Forum Moderators: goodroi
In a nutshell...
Make a new file in a text editor, place the following two lines in it, and save it as "robots.txt". Just these two lines, just like this:
User-agent: *
Disallow: /
That tells robots heeding robots.txt: "Keep Out"
Upload your "robots.txt" file as plain text and put it in your top level or root directory (/public_html or whatever).
I'm not quite sure what you mean by "stop search engine to index one of my subdomain files" but here are examples of completely disallowed directories:
User-agent: *
Disallow: /cgi-bin
Disallow: /includes
Disallow: /private
And here's an example of a disallowed file in a directory:
User-agent: *
Disallow: /messageboard/welcome.html
One reminder: A LOT of 'reputable' search engines do NOT heed robots.txt so if the file you don't want SEs to read is more private than not, robots.txt is not the best way to protect it from prying eyes.
That said, deflecting unwanted automatons initially depends on your server software (and what your ISP allows).

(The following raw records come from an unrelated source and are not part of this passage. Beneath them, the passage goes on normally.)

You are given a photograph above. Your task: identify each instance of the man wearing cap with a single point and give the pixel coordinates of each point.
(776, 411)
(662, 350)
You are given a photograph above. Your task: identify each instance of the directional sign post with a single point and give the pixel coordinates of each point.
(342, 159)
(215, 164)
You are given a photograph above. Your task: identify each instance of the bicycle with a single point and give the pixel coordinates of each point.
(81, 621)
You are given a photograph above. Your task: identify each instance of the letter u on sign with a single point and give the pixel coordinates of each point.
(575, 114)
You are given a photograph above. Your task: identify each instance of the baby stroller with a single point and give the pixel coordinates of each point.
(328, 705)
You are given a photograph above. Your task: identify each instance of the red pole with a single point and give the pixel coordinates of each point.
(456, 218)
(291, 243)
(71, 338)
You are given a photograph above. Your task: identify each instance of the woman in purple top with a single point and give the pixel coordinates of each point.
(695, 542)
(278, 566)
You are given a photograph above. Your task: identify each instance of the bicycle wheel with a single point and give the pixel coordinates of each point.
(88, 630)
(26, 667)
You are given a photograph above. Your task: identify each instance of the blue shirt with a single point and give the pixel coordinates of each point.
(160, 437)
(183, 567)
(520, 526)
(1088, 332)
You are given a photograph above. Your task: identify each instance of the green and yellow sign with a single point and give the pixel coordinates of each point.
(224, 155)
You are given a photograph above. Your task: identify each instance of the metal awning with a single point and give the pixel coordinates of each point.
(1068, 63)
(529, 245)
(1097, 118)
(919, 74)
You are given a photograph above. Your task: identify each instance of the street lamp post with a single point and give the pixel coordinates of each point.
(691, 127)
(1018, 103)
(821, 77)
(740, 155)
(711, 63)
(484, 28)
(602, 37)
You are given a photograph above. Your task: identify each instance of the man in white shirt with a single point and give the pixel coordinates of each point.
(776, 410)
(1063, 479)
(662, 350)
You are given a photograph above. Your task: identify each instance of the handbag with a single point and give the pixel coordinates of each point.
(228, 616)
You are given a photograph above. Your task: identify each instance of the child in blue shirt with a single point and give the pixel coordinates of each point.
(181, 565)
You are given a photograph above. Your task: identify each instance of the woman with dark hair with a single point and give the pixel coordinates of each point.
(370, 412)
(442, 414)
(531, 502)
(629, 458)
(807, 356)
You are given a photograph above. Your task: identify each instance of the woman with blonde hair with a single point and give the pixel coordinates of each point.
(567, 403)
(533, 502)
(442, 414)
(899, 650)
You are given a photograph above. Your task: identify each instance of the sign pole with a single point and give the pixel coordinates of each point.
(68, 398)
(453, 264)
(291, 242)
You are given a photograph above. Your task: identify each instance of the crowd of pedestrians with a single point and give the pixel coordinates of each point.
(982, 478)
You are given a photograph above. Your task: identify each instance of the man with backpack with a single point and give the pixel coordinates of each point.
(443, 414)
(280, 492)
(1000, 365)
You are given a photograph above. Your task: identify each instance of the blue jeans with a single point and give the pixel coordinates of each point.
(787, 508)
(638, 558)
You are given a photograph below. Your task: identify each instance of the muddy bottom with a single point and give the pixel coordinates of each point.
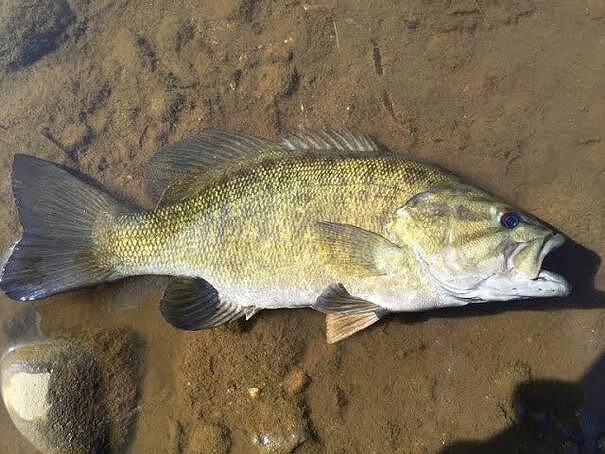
(510, 95)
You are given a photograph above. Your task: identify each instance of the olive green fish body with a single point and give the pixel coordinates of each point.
(255, 232)
(326, 220)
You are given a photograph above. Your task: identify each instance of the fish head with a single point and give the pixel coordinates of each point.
(476, 247)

For example, if your server runs Apache, there are things you can do (with .htaccess, with mod_rewrite, etc.) based on User-agent, Host name and/or IP address. Check Jim Morgan's superb help/how-tos in his Apache Web Server [webmasterworld.com] forum. The details can be tricky as heck, but extremely effective.
(I run Apache so if you're on a Windows box, I reckon there's a forum around here for that, too.)
As far as duplicate content goes, Googlebot heeds robots.txt, as does msnbot. That they do won't completely protect you against problems but might help you decide where to place your robots.txt disallows. For specific Google info, see the numerous forums in The Google World [webmasterworld.com] category.